Storage options and performance considerations
There is quite a bit more to storage than just the amount of GB that you get. In this lesson we'll dive into some storage options, redundancy and performance considerations.
NVMe SSD > SATA SSD > HDD
I'm not going to go into the full details behind each storage media type, and unless you're hand-picking your own hardware, you typically don't get much of a say anyway.
It is important to note that the difference between HDD and SSD drives is astronomical. You might be tempted to use HDD for something like backups to save a few bucks, however, unless you're storing hundreds of terabytes of data, it usually doesn't move the needle.
Operating systems and especially databases (tons of random IO) will greatly benefit from NVMe SSDs due to their lower latency, but otherwise SATA SSDs are generally okay. In a well-configured WordPress environment, disk access is rather minimal.
Direct vs network-attached
Most dedicated server offerings come with direct/local storage, while VM and cloud vendors typically prefer network-attached storage, with local storage only available on more expensive instances.
Direct will almost always win the performance comparison, due to its low latency. Especially in a WordPress application workload, with a ton of small random IO. Network-attached can generally reach higher throughput, though with most cloud providers you'd need to provision a very large amount of storage to achieve that throughput.
Network-attached storage is absolutely great for portability, due to how this storage is usually managed. This allows you to resize your VMs and quickly move them between physical hosts. Using snapshots you can move them between availability zones and even regions. With local storage you would have to manage such migrations yourself.

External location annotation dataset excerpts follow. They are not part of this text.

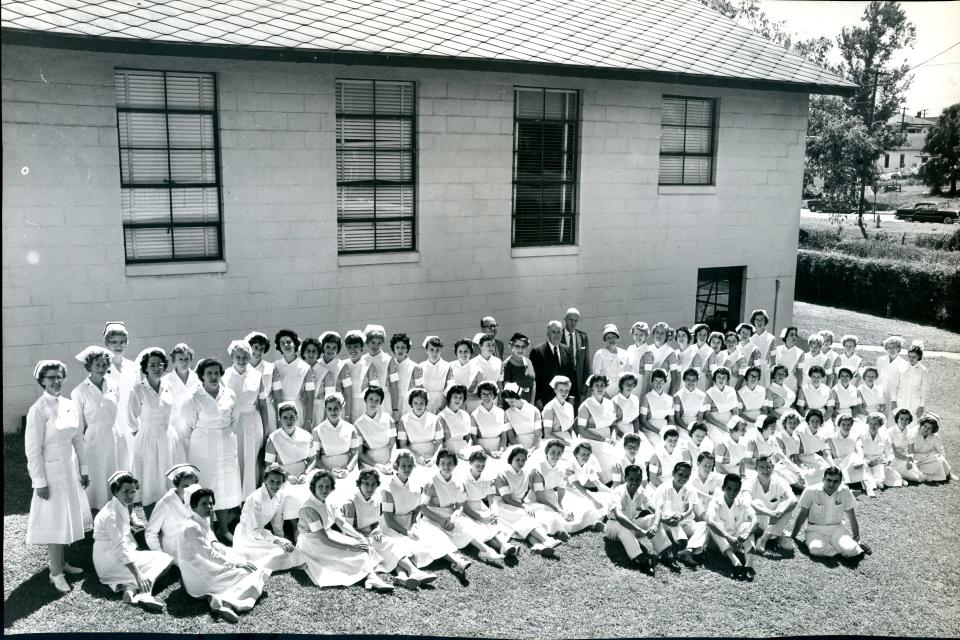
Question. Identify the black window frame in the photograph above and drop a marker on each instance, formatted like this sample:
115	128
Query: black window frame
170	185
573	182
712	155
375	182
713	277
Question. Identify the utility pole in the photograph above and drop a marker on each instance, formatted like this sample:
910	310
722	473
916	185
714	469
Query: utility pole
866	162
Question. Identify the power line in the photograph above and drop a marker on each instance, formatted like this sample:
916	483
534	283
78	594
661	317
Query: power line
936	56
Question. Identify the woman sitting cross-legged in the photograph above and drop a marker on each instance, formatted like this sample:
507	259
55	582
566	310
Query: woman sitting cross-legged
229	581
119	564
336	554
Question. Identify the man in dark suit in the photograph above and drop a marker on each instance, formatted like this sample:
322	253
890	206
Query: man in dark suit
551	358
580	348
489	326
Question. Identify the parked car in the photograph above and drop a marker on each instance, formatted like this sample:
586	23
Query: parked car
928	212
831	206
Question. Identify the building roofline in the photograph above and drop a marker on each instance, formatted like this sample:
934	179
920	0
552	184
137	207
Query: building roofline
132	46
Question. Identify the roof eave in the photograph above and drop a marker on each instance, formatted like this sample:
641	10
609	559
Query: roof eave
77	42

This also means that network-attached storage is usually redundant (within the AZ), so in an event of a hardware failure, your instance can resume on a different host, with all your data intact. Data redundancy is managed by the provider, completely transparent from the consumer.

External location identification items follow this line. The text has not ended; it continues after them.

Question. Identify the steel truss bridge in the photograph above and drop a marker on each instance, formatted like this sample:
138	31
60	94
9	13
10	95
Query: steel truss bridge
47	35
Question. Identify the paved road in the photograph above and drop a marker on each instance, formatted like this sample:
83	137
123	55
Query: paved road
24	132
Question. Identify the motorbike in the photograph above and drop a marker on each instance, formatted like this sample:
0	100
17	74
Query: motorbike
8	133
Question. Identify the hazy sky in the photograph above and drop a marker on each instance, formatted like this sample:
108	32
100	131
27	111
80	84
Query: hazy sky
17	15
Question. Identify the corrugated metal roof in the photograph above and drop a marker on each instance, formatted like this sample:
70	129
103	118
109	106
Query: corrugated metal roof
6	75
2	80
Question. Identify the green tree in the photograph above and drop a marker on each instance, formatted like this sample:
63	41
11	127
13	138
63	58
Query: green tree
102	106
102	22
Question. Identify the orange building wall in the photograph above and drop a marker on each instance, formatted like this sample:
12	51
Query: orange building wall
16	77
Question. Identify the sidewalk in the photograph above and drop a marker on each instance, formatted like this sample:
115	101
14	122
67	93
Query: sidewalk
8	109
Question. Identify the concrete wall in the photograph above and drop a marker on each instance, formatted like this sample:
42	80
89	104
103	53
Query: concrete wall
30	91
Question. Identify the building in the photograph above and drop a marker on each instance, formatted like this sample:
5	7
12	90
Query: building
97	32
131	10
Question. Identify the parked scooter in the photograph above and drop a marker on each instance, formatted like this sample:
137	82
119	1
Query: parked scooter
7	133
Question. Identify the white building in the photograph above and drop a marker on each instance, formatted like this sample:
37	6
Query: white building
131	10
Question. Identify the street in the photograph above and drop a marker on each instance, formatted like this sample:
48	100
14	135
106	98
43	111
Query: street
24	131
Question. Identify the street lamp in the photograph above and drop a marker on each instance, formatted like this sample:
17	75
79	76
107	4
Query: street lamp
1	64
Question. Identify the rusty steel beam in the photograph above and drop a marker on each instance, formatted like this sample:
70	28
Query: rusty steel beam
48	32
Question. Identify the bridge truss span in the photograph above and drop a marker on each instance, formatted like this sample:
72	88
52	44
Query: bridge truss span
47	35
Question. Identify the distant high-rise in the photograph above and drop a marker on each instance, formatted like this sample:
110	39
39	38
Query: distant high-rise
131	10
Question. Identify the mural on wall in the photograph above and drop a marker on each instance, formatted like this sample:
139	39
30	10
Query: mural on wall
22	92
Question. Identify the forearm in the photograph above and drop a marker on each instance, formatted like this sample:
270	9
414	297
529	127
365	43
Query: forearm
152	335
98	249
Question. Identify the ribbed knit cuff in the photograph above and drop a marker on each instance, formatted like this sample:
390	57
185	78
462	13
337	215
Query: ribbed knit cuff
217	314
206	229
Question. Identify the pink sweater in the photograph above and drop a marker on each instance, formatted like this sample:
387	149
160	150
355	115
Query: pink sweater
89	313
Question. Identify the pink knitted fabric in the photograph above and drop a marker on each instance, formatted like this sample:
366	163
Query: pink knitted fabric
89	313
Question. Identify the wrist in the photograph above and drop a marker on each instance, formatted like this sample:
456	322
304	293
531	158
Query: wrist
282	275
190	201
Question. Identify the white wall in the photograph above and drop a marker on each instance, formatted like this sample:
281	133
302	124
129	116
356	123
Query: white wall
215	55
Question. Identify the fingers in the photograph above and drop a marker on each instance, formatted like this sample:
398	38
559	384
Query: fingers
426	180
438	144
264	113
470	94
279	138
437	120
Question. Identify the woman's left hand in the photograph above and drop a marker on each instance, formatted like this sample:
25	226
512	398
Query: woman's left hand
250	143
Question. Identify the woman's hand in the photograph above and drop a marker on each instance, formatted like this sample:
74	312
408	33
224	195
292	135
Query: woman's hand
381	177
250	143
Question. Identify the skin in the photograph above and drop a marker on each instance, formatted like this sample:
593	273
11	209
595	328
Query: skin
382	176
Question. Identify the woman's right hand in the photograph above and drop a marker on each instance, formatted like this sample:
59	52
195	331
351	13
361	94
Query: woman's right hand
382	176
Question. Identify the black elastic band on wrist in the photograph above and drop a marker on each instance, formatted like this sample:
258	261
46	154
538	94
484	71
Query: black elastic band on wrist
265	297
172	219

You can still achieve some level of redundancy with directly-attached storage, typically through hardware or software RAID configurations, though this does add some complexity to server management, and is limited to drive failure. A full system failure will still require somebody to physically detach the good drives and attach them to another server.

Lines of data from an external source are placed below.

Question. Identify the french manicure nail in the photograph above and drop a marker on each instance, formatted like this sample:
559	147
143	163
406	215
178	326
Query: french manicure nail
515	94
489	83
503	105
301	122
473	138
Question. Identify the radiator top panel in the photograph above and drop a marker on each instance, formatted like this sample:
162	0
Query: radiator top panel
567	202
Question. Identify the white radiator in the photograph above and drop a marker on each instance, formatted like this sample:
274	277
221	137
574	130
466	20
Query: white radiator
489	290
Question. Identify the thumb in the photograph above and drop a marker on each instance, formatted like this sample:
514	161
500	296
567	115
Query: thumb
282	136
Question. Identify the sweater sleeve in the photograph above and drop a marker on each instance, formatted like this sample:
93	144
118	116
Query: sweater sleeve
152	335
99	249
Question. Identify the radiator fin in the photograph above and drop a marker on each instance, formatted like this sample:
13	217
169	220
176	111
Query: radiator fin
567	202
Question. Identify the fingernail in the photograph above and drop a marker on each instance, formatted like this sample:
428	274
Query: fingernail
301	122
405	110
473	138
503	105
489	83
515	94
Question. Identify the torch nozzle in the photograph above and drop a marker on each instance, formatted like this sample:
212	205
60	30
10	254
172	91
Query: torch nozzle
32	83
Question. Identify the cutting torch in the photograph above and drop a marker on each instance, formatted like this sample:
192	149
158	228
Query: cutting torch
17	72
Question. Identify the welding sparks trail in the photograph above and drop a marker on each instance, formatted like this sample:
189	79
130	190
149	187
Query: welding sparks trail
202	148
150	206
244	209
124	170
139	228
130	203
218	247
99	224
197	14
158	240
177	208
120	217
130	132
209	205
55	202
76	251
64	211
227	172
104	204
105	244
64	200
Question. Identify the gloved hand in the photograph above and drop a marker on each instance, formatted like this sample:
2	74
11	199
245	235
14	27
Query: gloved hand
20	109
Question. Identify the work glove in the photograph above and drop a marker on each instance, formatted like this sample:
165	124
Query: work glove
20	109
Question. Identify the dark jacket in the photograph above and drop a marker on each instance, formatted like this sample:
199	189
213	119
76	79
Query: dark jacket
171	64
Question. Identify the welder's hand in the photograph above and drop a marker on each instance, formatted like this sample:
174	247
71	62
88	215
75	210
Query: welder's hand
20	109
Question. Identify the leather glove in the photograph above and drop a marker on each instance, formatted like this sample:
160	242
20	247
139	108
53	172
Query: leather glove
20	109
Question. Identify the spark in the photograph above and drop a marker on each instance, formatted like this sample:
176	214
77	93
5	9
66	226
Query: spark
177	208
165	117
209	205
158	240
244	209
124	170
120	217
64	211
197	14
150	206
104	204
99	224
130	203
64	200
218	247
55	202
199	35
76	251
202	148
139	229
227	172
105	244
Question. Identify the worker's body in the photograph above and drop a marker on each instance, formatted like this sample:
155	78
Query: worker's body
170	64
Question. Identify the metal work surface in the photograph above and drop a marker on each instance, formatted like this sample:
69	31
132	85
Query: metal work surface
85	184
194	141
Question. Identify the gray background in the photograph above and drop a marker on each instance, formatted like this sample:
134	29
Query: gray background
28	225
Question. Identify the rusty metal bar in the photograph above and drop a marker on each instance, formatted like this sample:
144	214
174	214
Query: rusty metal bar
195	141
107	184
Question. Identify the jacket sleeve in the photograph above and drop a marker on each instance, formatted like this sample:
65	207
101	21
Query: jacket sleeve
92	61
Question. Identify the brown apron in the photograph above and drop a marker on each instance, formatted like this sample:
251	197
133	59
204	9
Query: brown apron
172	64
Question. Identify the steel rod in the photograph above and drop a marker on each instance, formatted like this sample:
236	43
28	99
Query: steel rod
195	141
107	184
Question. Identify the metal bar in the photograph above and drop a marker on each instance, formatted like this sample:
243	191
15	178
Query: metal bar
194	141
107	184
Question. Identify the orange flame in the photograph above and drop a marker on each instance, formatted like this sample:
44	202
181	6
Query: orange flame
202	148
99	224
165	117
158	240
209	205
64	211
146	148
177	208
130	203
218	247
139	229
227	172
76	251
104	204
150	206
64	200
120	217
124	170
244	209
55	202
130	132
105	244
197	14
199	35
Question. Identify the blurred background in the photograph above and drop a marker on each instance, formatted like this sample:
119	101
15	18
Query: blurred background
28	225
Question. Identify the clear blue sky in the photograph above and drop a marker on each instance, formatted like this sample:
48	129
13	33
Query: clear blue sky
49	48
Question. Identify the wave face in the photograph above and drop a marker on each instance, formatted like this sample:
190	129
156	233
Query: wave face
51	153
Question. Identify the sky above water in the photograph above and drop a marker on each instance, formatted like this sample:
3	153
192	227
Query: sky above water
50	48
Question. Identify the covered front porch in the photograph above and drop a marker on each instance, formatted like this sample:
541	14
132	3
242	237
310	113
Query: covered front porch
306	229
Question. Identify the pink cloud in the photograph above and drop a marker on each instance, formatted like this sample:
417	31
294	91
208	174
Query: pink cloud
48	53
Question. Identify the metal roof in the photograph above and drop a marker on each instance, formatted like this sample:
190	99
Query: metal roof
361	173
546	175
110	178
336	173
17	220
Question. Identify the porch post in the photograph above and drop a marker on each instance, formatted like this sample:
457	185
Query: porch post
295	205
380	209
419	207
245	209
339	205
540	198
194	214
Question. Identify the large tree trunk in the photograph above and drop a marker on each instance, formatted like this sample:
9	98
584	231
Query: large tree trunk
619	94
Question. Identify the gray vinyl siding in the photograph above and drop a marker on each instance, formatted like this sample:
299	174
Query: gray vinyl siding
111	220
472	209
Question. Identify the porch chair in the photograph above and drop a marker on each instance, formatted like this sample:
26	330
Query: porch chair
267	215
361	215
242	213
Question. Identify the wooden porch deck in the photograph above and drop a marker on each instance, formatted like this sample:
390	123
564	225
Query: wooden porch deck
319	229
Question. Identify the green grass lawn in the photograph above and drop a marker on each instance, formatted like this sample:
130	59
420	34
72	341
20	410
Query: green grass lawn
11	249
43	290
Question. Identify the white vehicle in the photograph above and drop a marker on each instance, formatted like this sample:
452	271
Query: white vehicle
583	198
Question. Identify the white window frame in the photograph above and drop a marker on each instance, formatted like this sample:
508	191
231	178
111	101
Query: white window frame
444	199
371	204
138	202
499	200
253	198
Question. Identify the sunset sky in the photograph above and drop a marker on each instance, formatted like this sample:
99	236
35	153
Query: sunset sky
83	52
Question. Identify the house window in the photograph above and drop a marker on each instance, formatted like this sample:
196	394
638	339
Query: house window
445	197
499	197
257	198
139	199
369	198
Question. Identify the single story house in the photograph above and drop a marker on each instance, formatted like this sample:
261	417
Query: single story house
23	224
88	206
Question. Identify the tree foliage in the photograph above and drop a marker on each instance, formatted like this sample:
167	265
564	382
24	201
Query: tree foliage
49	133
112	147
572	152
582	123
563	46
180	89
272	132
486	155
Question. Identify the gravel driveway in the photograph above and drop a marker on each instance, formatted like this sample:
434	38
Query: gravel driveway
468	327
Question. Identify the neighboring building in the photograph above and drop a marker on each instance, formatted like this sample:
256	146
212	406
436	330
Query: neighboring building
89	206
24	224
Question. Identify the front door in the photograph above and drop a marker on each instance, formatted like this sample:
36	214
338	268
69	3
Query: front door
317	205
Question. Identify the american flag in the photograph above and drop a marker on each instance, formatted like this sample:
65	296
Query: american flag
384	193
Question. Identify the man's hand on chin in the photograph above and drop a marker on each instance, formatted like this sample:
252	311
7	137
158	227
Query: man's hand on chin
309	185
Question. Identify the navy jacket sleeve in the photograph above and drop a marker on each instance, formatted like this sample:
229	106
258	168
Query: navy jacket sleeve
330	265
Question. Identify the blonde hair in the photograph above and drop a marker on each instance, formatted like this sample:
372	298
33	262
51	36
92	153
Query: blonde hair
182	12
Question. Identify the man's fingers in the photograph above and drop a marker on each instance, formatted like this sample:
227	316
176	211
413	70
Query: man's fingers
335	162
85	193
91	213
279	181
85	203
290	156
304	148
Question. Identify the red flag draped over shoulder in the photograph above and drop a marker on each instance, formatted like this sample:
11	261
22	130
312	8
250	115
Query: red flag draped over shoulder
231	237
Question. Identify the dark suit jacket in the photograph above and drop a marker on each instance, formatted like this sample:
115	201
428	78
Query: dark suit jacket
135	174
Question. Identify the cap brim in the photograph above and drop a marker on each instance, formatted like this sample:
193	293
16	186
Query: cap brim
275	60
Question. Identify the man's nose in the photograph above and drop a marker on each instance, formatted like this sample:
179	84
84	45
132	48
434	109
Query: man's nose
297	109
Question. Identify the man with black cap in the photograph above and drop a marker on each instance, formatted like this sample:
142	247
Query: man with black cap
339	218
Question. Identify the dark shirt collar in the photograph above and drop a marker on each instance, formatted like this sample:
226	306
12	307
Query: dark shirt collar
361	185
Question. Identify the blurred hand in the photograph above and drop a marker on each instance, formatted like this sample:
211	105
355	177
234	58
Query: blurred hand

Some hosting providers give you the option to have both, direct/local storage as well as some network-attached storage, usually for backups. This is a nice compromise, allowing for quicker recovery on another system, should things go wrong.
Block storage, object storage and network filesystems
Network-attached storage also comes in a few different shapes and sizes.
The fastest of them all is block storage, which allows your server or VM instance to see a raw block device, provision a filesystem to it, and work with that filesystem as if it was a local drive.
This is the most performant of the three network options, as all operations on the data happen at the block level. Examples of this are Amazon's Elastic Block Storage (EBS), Google's Persistent Disk (PD) and DigitalOcean's Block Storage, as well as OpenEBS and Ceph Block Device (RBD) from the self-hosted world.
Object storage is another network-attached option. This is often used to store larger files with less frequent access, like images and especially videos. Amazon S3, Cloudflare R2, DigitalOcean Spaces, Google Cloud Storage, Ceph Object Storage are all examples of this. Object storage is much slower than block storage, especially for small files and random IO, due to all operations happening on an object (file) level.
The last in this list is a network filesystem (NFS, EFS, CephFS), which provides POSIX semantics over a network, and can often be mounted on multiple instances at the same time. Due to the additional metadata layer and network hops, latency is typically higher than with block storage.
WordPress
In the context of a WordPress site, all application files (including WordPress core, themes and plugins) as well as MariaDB/MySQL data should definitely live on a block device. A directly-attached block device would be best for performance, but a network-attached one is also fine.
Backups and media uploads (if implemented correctly) can live in an object store or a shared filesystem, assuming access is infrequent. An example of a poor implementation is when you have a WordPress plugin frequently appending a line to a 2GB log file in your uploads directory that lives on a network filesystem.
Benchmarking
If you're hand-picking drives, you can find plenty of benchmarks online to help you make a decision. However, with dedicated servers chances are you'll be limited to using drives the provider has in stock.
When comparing VMs, however, it's important to remember that just like with compute resources, storage is fully controlled by the vendor. They can obviously restrict the disk sizes, but also throttle bandwidth, IOPS and more, through baseline/burst and credit systems and more.
You can use fio to run various IO benchmarks against your devices and filesystems. We'll do some of that in later modules, however, here's a quick comparison of a random IO test on a cloud VM with network-attached block storage, versus a local drive:
fio --name=randread --filename=randfile --size=8G --rw=randread \
--bs=4k --iodepth=64 --ioengine=libaio --direct=1 \
--numjobs=4 --time_based=1 --runtime=60 --group_reporting
One of the benchmarks delivered 108k IOPS with 443MB/s throughput, while the other option came in at 1044k IOPS with 4276MB/s. I'll let you guess which one's the network-attached variant.